Some might argue that adoptees are damaged because of loss and that by helping them
connect with their birth culture as much as possible we are overcoming that. Others
might argue that we should minimize their adoptive status and raise them as any
other “American” child. Both of these are, in my view, extreme positions. We should
encourage adoptees to learn about their birth culture, but not force them or believe
that connecting to that culture will overcome the loss associated with adoption.
Nor should we fail to recognize the challenges and uniqueness that comes with being
internationally adopted and suggest they are “just American.”

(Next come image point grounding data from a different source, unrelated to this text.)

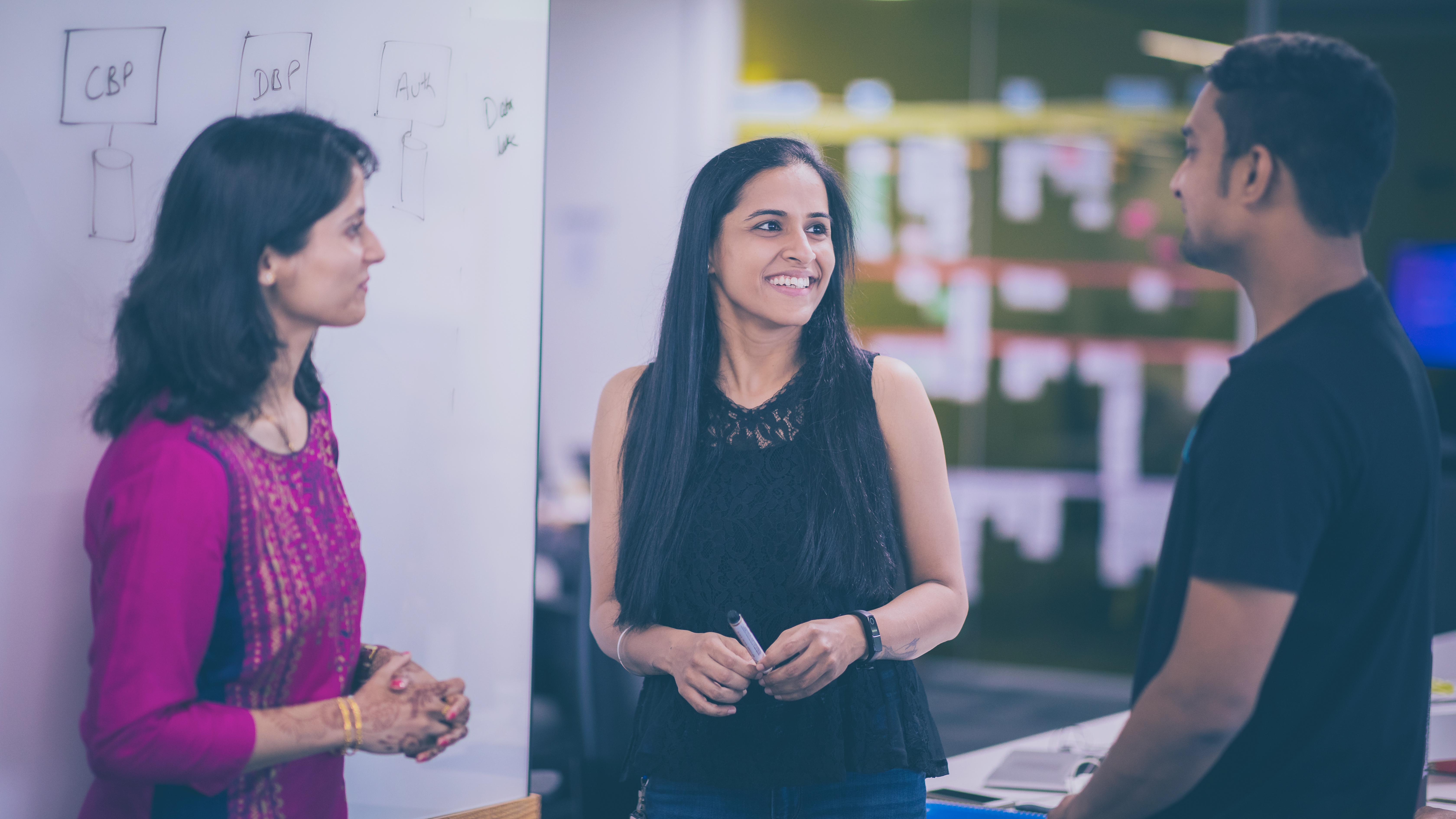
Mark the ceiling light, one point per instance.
(1180, 49)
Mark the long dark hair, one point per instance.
(194, 324)
(851, 544)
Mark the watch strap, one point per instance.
(873, 645)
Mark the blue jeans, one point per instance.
(890, 795)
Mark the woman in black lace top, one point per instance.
(767, 464)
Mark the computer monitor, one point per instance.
(1423, 291)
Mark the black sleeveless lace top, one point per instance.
(746, 524)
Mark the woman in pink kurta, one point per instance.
(228, 583)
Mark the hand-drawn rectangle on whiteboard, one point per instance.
(111, 76)
(413, 82)
(274, 75)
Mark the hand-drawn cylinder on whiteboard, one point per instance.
(413, 176)
(113, 199)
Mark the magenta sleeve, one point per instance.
(156, 530)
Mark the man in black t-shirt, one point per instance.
(1285, 668)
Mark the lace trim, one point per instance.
(774, 423)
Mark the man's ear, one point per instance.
(1256, 176)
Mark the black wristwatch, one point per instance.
(871, 633)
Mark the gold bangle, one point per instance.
(349, 723)
(359, 725)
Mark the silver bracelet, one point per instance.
(619, 651)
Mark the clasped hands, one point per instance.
(410, 712)
(714, 671)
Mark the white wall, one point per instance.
(640, 98)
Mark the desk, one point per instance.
(969, 772)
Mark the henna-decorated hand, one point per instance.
(456, 706)
(403, 722)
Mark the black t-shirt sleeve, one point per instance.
(1272, 463)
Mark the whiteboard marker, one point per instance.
(740, 627)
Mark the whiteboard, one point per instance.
(434, 394)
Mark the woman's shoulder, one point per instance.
(895, 384)
(892, 374)
(621, 387)
(158, 455)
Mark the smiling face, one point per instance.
(327, 282)
(1212, 219)
(774, 254)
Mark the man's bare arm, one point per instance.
(1194, 707)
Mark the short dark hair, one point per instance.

It is true that adoptees do have a number of unique struggles, but they also have
a number of unique opportunities. Every individual must go through the process of
developing an identity and sense of self that belongs to them alone. As a child
becomes an adult, they look at the world around them, at their parents and grandparents,
at their community and friends, at their experiences both positive and negative,
and they decide which of those things to take on as a part of themselves and which
to leave behind. This is the nature of identity development. Adoptees hold a place
of privilege in this respect because they have so much more to choose from, and
Xpress Yourself groups are designed to help kids live from this place of strength,
community, and connection. When they finish their six weeks of group, the all-too-familiar
comments mentioned above are joined by sentiments like these:
“I can be myself here.” - “This has really helped me feel less alone.” - “I don’t
feel so crazy anymore for feeling mixed up sometimes.” - “I know I can love my parents
and still love my biological mom and that’s ok.” - “I understand myself a lot better
now and that makes it a lot easier to try to explain to my parents how I am feeling.
I want them to know, you know.” - “Being different isn’t really all that bad. I
am proud of being me!”
(Please note that the italicized portions of this article do not contain direct
quotes from Xpress Yourself participants due to the nature of confidentiality maintained
within the groups. They are, however, representative of the sentiments expressed
by adoptees throughout the group process.)
[1] The idea of Adoptee Culture originated from a study by Robert L. Ballard entitled,
Identity Formation in Vietnamese Adoptees of Operation Babylift: An Exploratory
Study in Intercultural Communication (2006), which was presented at the 2006 Western
States Communication Association conference in Palm Springs, California.